Now. I can tell from looking at you that you're all too young to have seen a black ship for yourself, and that even though they're the basis of your faith they must still feel to you a riddle or a dream. What were the black ships truly like? you ask. What did people think when first they saw a black ship hovering overhead? Time may have cheated you of the chance to see the ships with your own eyes, but understand that even over the decade or so that the ships were here, hovering in Earth's skies, most of humanity was only slightly less ignorant than you, asked the same questions of each other that you ask of me now. It's true the arrival of the black ships ended the old life forever, and that all before’s and after’s are now measured against the day they arrived. But I'm old enough to know that even though they change all of our lives, almost all of us watched their arrival from far away, saw them screens, read about them in words.
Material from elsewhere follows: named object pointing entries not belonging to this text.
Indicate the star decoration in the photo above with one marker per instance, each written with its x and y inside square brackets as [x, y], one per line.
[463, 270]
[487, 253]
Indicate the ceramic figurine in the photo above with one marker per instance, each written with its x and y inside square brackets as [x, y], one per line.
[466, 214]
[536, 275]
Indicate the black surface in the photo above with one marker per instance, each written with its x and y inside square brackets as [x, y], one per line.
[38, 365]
In the time black ships were among us it was the rare man who ever saw one with his own eyes, and only one or two who could speak of them with any authority. Keep this in mind as you listen to what I have to say.
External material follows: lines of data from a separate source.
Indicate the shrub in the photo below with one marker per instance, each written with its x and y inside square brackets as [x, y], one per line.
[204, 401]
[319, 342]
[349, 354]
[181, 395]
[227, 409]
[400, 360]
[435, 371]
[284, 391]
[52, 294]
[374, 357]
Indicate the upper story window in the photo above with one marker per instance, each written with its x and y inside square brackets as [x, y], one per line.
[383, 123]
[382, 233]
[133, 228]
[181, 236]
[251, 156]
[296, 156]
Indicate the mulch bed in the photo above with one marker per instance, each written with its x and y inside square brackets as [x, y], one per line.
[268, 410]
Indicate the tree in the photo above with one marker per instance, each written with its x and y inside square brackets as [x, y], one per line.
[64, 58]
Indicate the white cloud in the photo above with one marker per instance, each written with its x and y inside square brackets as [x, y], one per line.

At first even those who could see the black ships with their own eyes knew nothing about them, except, of course, that they had arrived, and so there was room in men's minds and mouths for all manner of speculation. It was said the ships came from outer space and from inner space, from this world and from the next. Some men looked to the past and said the black ships had come from a sunken nation only just recovered from ancient cataclysm, that they held old gods returned in glory, or perhaps master builders finally transcendent of time, mortar and sand. Some men looked to the future and said the ships were a message man had sent to himself backward across the arrow of time, while others insisted the black ships were a hoax that had been projected on the world by Hollywood, or been hatched in the secret places of America's spies. Most men, though, looked to the stars and quickly decided the ships were the vessels of extraterrestrial beings, ferry boats for invaders from far flung empires or the flying laboratories of gray scientists with heads the size of watermelons. Men could say these and other strange things because all that was known for sure was something new had been added to the skies above their world, how and why being questions everyone both hoped and feared would be answered in due time. Black and round like globes a half kilometer in circumference, featureless and implacable, hanging aloft without any detectable means of propulsion, unmarked by port-holes and emitting no broadcasts on any known frequency - in the span of a single day at the beginning of a new millennium 100 black ship took station over every metropolitatian on Earth with a population in the millions, and the only thing men could say for sure was that nothing below would ever be the same again.